Chapter 14 deals with seasonality. This is one area one which we do not have control. We have to improvise and we have to try to deal with this problem. Obviously, we cannot compete directly with countries which have longer, hotter seasons. We have a high tourist season, which is about two months of the year. Then, the White Paper tells us, we have the shoulder period, which is two months before and two months after the high peak period. The White Paper states:
The possibility of substantially increasing revenue from tourism activities therefore clearly lies in the development of business during the shoulder season.
It is critical that this should be done. Obviously, we should not be restricted to a very short two-month period. For the remainder of the time, particularly the period when the weather can be as good as in the peak period, a special effort should be made to improve the tourist potential. The Government are firmly of the view that the most realistic approach would be to concentrate the limited resources available for tourism promotion on efforts to build up this season — the shoulder season — while at the same time extending the peak season from two months to a three month or longer period. Extending the peak season depends largely on the weather; but if it can be increased from two months to three months, so much the better. We would all agree that the least of our problems is getting the tourists during the peak period. Therefore, it is logical that the shoulder periods should be developed. I suppose, by and large, during the peak period most of our hotels would be filled to capacity, so there is very little improvement to be made in regard to the peak period. Certainly, many hotel rooms would be left unoccuped during the shoulder periods, so whatever can be done to help out during this time would be most important.
Regarding promotion and marketing, the report refers to Bord Fáilte's annual reports. We get those in this House and we get an opportunity to discuss them. That is important, more particularly now with this White Paper, which is the first White Paper on Tourism. Giant strides can be taken and great improvements can be made. These annual reports will be very important. They have always been important but since we are trying to catch up, from a very low base, on the potential in tourism in the future.
The primary objective in many of our market reports is to increase and diffuse information about Ireland. Bord Fáilte have been very successful in this regard and, from my personal point of view, Bord Fáilte have been very helpful with regard to information and suggestions. I have always found them most helpful. I believe their efforts in this regard, while costly, have been very successful.
Senator Lynch has gone into the area of access transport in great detail. I will not go over the ground he covered very comprehensively.
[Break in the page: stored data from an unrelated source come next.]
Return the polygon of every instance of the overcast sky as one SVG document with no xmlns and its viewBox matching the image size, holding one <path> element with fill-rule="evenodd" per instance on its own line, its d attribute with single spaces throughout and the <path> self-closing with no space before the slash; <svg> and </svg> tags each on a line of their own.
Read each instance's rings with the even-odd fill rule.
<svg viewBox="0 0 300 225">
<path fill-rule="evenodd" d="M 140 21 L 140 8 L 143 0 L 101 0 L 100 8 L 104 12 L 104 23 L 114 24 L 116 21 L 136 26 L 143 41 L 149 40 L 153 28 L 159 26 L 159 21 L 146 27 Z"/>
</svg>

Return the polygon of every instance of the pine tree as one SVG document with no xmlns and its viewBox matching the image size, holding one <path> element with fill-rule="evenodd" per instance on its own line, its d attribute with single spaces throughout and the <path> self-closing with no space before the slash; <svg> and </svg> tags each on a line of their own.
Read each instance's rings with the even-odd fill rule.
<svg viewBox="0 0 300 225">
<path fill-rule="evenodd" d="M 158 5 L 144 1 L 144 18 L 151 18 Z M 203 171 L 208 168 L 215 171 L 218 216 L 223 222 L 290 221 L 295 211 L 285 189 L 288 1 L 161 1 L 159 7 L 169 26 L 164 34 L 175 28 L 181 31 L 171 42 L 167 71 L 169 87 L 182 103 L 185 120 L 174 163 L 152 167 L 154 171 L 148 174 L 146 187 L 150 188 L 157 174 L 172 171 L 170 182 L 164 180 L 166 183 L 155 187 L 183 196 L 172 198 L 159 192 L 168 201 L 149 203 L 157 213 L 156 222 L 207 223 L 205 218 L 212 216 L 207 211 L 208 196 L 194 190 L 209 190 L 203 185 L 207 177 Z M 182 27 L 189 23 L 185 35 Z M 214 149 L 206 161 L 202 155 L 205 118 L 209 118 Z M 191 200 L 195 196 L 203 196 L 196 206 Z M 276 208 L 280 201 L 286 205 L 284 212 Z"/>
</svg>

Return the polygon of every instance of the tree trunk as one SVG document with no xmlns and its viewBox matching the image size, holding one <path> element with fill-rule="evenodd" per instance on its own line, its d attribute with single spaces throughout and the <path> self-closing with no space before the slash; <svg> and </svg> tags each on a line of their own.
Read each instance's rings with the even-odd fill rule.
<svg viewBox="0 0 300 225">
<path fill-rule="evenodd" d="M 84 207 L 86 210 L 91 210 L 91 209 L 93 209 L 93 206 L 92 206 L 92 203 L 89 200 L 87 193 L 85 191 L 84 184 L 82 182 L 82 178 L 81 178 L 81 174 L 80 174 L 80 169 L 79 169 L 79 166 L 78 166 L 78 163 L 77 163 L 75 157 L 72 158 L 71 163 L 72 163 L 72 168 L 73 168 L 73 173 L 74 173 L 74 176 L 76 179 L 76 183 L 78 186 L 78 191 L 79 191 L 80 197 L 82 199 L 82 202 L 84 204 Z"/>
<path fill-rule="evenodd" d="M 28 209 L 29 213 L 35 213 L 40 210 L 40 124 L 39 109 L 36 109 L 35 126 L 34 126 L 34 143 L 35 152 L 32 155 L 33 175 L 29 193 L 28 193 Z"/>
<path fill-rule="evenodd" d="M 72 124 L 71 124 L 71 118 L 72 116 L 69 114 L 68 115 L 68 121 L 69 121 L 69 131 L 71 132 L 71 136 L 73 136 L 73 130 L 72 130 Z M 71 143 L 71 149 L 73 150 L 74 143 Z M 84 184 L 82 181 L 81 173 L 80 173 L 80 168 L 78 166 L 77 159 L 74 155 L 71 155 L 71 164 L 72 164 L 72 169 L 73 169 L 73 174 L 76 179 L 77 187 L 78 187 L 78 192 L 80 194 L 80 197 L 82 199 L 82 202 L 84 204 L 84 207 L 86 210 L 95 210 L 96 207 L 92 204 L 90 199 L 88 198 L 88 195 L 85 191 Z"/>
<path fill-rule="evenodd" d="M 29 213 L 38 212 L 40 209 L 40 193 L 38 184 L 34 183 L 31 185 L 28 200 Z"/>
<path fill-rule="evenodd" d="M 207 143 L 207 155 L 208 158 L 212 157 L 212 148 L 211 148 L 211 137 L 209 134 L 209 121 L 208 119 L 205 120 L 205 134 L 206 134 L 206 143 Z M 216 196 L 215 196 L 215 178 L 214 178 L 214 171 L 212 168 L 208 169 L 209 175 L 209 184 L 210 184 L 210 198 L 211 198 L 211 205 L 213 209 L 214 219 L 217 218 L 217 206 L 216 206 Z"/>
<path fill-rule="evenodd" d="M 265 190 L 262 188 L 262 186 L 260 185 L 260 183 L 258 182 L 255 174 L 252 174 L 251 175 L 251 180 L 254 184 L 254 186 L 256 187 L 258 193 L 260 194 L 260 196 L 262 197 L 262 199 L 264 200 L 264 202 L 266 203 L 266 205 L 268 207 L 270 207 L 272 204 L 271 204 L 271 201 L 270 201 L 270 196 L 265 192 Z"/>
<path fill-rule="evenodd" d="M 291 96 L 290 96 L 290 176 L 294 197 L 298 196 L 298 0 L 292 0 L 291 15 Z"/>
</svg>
At the end it says:
More specifically the Minister for Communications will authorise, subject to minimum technical and other clearances, the development of "feeder" air services from Dublin, Cork and Shannon airports to Ireland's regional airports.
I am not from Knock and I have no vested interest in Knock Airport, but I feel I should refer to the success of Knock Airport and the success of Monsignor Horan. This is something that could and should be looked at.